VAT disclosure highlights the tax-versus-cuts dilemmas
THE absurd kerfuffle about the news from the German parliament about Michael Noonan's forthcoming VAT increases highlights once again that our political system is not fit for purpose.
It also highlights that Mr Noonan is about to break his election promises in a fairly spectacular fashion. The problem is not that we know in advance what the VAT rate will be. The problem is the VAT rate itself.
Back in February, Fine Gael campaigned on a platform which promised that three euros would be shaved from exchequer funding for every euro raised in tax.

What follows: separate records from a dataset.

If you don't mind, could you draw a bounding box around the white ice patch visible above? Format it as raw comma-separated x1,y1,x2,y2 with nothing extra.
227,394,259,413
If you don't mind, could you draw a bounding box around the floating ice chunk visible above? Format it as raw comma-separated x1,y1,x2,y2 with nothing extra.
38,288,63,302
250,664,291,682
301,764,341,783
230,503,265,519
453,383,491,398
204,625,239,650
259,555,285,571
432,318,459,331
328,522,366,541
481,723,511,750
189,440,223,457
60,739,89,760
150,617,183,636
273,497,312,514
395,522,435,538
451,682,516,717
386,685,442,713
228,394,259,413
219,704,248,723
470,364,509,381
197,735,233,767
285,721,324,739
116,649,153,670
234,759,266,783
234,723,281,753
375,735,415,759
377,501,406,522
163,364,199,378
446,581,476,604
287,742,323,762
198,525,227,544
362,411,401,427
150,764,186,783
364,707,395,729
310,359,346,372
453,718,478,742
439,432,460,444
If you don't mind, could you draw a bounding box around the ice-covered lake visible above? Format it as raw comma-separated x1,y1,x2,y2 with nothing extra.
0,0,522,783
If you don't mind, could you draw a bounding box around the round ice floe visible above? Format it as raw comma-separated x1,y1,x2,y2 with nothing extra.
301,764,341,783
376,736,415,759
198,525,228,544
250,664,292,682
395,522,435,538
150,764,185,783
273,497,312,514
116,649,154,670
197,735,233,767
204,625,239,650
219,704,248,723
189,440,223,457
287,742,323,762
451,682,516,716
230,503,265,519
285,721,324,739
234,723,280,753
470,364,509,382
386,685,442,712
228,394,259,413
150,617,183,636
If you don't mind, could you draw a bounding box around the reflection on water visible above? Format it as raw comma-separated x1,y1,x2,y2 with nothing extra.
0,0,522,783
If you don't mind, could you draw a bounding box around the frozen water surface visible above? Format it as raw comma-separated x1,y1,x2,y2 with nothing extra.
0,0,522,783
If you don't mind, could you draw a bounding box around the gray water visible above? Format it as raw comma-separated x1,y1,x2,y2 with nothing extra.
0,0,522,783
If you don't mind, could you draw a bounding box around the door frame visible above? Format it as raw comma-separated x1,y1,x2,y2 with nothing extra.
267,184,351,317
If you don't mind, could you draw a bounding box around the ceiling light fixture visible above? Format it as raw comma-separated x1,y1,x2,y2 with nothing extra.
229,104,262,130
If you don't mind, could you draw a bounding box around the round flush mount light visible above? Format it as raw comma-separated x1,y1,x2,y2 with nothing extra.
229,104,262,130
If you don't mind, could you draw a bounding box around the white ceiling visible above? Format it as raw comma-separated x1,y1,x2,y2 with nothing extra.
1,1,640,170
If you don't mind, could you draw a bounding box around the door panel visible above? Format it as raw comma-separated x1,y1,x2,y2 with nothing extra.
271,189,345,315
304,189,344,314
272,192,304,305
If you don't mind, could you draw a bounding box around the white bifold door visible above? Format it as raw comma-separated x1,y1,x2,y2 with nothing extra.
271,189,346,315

As the election campaign intensified, Mr Noonan rowed back and offered to save two euros for every euro raised in taxes while Labour campaigned for a one-to-one ratio.
The budget on December 6 will be far closer to Labour's pledge than Fine Gael's and this is why Mr Noonan will be forced to raise VAT. It goes without saying that taxes must be raised if we are ever going to bridge the horrendous gap between expenditure and income, but the main focus must be cutting expenditure.
Mr Noonan has made another mistake by ignoring the advice from the Fiscal Advisory Council which has said quite clearly that he won't meet the troika's targets if he makes an adjustment of less than €4bn on December 6.
We will probably never know whether this was a deliberate snub but it means that Mr Noonan has effectively wrung the council's neck at birth.
We won't know until sometime in the middle of 2013 whether the next budget worked and Mr Noonan has met the targets imposed by the troika.
What we know already is that the budget is breaking Fine Gael's promise to prioritise spending cuts over tax increases while ignoring the advice of the Fiscal Advisory Council -- the only independent organisation tasked with assessing the budgetary situation.
No wonder the Government had to put on the green jersey and whine about a so-called leak from the German parliament.